Thank you very much to all of you for playing our 'Fish Turing Test'. We have had thousands of players for all over the world. The map below shows the locations of the people who have tried to tell the difference between real and simulated fish.
If you played the game, then you already know if you could spot the difference or not. If you got 6 out of 6 there is a pretty good chance that you know your fish from a simulated particle. But how did the average person perform?
We were quite surprised at the results. It turns out that the average score from the all the attempts to play the game was 3.09 out of 6. Not much better than random! This is good news for us, since it shows that our simulations are pretty realistic. But it also means that our simulations managed to fool most of you.
While we can fool some of the people some of the time, we can't fool all of the people all of the time. Several researchers on Twitter claimed that they got 6 out of 6. And our data supports that claim. The grey histogram below shows scores over all attempts. We also compare this to a binomial distribution (the blue line), which would have occurred if guesses were entirely random.

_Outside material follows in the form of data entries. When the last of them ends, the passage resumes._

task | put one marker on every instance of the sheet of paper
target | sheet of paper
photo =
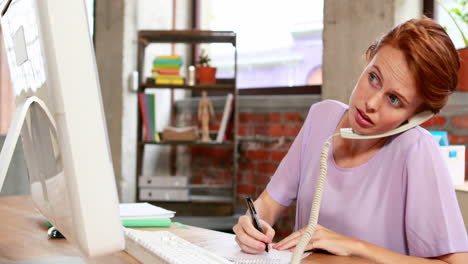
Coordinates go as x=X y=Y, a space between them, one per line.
x=143 y=210
x=229 y=249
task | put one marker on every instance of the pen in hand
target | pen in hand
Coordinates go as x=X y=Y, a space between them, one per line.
x=254 y=216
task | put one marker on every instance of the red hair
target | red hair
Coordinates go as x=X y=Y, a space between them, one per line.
x=431 y=56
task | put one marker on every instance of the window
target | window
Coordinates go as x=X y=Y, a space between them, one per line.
x=444 y=19
x=279 y=43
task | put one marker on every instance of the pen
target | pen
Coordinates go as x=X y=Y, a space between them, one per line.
x=255 y=220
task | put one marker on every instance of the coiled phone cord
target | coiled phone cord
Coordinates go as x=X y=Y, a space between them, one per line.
x=307 y=234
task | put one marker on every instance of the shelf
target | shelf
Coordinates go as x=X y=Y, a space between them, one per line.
x=221 y=84
x=195 y=143
x=186 y=36
x=204 y=200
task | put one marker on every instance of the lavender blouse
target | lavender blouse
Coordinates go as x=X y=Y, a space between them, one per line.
x=402 y=199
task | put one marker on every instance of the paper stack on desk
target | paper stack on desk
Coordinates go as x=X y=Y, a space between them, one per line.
x=144 y=215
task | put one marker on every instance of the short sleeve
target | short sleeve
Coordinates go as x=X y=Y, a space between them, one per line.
x=434 y=224
x=283 y=186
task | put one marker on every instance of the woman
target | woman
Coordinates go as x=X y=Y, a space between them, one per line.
x=389 y=200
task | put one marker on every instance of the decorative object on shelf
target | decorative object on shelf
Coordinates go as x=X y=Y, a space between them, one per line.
x=166 y=70
x=148 y=114
x=191 y=75
x=205 y=73
x=459 y=15
x=205 y=110
x=180 y=133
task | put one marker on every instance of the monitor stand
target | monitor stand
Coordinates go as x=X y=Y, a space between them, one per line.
x=15 y=129
x=5 y=158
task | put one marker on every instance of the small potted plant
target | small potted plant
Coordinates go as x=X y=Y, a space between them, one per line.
x=205 y=73
x=459 y=16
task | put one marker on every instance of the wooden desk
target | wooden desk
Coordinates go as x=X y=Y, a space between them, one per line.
x=23 y=235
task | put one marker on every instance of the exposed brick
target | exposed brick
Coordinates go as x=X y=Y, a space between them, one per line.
x=261 y=130
x=221 y=153
x=246 y=177
x=454 y=139
x=261 y=118
x=278 y=155
x=242 y=130
x=258 y=155
x=266 y=168
x=292 y=131
x=274 y=117
x=435 y=121
x=276 y=130
x=460 y=121
x=293 y=117
x=247 y=117
x=246 y=166
x=246 y=189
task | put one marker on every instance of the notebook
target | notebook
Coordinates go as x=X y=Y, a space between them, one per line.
x=228 y=248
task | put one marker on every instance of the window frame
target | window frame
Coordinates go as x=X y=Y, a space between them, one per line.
x=428 y=10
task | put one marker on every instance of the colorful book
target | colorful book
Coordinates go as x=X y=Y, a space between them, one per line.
x=169 y=81
x=170 y=57
x=167 y=76
x=167 y=71
x=162 y=61
x=158 y=66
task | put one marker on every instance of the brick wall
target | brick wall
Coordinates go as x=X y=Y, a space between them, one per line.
x=267 y=127
x=454 y=119
x=269 y=130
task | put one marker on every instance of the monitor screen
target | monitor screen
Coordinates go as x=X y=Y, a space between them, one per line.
x=61 y=120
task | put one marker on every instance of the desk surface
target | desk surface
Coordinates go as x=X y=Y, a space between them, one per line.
x=23 y=235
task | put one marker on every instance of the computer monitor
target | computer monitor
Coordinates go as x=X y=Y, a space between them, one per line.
x=60 y=118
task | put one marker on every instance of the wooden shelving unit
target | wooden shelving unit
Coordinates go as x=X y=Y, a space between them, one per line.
x=201 y=203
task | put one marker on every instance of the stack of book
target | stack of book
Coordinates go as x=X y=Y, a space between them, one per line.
x=144 y=215
x=166 y=70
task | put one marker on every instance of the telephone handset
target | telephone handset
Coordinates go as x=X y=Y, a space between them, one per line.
x=345 y=133
x=416 y=120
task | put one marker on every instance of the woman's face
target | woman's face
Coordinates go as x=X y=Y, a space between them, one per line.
x=385 y=95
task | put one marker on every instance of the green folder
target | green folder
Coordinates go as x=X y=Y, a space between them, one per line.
x=142 y=222
x=147 y=222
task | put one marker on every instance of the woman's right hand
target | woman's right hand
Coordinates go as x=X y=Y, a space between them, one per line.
x=249 y=239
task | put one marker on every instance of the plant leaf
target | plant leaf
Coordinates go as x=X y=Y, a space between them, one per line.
x=456 y=11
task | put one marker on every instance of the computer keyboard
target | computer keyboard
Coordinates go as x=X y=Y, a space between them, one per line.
x=165 y=247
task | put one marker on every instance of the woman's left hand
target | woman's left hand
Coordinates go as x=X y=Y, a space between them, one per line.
x=323 y=238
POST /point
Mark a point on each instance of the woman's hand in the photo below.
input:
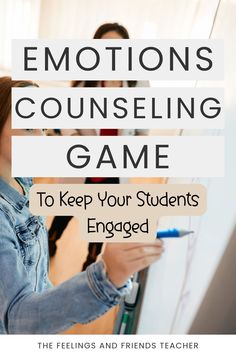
(124, 259)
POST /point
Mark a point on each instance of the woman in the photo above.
(105, 31)
(28, 302)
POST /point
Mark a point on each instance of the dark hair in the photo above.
(108, 27)
(6, 84)
(103, 29)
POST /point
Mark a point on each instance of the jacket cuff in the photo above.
(103, 288)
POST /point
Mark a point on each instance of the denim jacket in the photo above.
(28, 302)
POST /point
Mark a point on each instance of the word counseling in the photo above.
(82, 107)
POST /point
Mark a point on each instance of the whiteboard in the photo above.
(176, 285)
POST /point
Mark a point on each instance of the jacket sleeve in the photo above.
(79, 299)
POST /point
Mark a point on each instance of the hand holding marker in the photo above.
(172, 233)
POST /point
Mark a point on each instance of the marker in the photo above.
(124, 322)
(172, 233)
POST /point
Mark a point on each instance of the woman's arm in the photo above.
(80, 299)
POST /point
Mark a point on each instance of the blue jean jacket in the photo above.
(28, 302)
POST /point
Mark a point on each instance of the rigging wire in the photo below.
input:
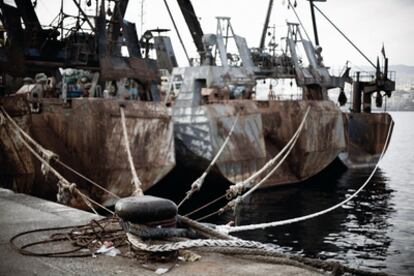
(178, 33)
(346, 37)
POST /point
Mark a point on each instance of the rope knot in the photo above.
(64, 194)
(235, 190)
(2, 119)
(196, 186)
(72, 188)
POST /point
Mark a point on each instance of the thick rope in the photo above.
(51, 155)
(135, 180)
(180, 245)
(86, 178)
(228, 229)
(241, 186)
(196, 186)
(63, 184)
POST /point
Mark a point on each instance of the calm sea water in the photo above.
(375, 231)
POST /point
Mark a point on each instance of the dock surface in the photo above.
(19, 213)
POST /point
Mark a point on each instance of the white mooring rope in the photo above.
(187, 244)
(135, 180)
(246, 184)
(228, 229)
(196, 186)
(44, 157)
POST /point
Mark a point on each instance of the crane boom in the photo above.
(266, 25)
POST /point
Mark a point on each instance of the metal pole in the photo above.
(178, 33)
(315, 28)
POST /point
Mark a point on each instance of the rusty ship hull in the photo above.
(259, 137)
(319, 144)
(200, 132)
(87, 135)
(366, 138)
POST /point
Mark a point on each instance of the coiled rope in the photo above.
(135, 180)
(229, 229)
(165, 247)
(196, 186)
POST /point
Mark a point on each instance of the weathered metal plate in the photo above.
(89, 136)
(16, 164)
(201, 132)
(320, 142)
(366, 135)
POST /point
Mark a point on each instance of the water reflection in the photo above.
(355, 234)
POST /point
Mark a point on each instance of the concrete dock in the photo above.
(19, 213)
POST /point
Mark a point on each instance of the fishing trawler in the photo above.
(221, 88)
(79, 118)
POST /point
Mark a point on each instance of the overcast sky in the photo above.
(369, 23)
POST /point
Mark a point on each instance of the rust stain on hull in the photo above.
(201, 131)
(17, 170)
(366, 135)
(320, 142)
(87, 135)
(265, 128)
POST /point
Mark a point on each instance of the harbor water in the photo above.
(375, 231)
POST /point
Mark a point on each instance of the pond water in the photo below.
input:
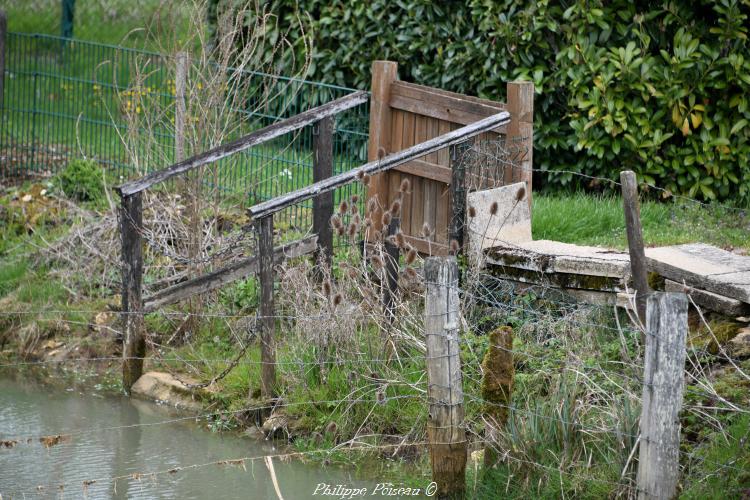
(137, 446)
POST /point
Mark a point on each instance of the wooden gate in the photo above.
(404, 114)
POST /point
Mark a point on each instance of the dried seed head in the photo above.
(411, 256)
(454, 247)
(396, 207)
(521, 193)
(400, 241)
(386, 219)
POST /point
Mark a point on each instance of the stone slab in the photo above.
(510, 224)
(709, 300)
(557, 257)
(705, 267)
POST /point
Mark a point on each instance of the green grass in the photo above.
(598, 220)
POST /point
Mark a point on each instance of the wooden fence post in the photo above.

This analysis shows that the guesses were not entirely random. In particular, there was a small number of clever people who reliably got 6 out of 6. There were also almost as many people who reliably got 0 out of 6!
Zero isn't as bad as it sounds. Indeed, both the 0 and 6 scores show that a good number of people can spot a difference. It is just that sometimes they conclude that simulations look more real than reality.
With that in mind, we now have a new challenge. We have added a function to our game for those of you who think you can get 6 out of 6. Play the game again, and when you get 6 out of 6, you will get an information box. We would love it if you could fill in how you did it. How did you spot the difference between the fish? What cues did you use? Tell us how you could spot the difference and help us improve our simulations. It is all a contribution to fishy science.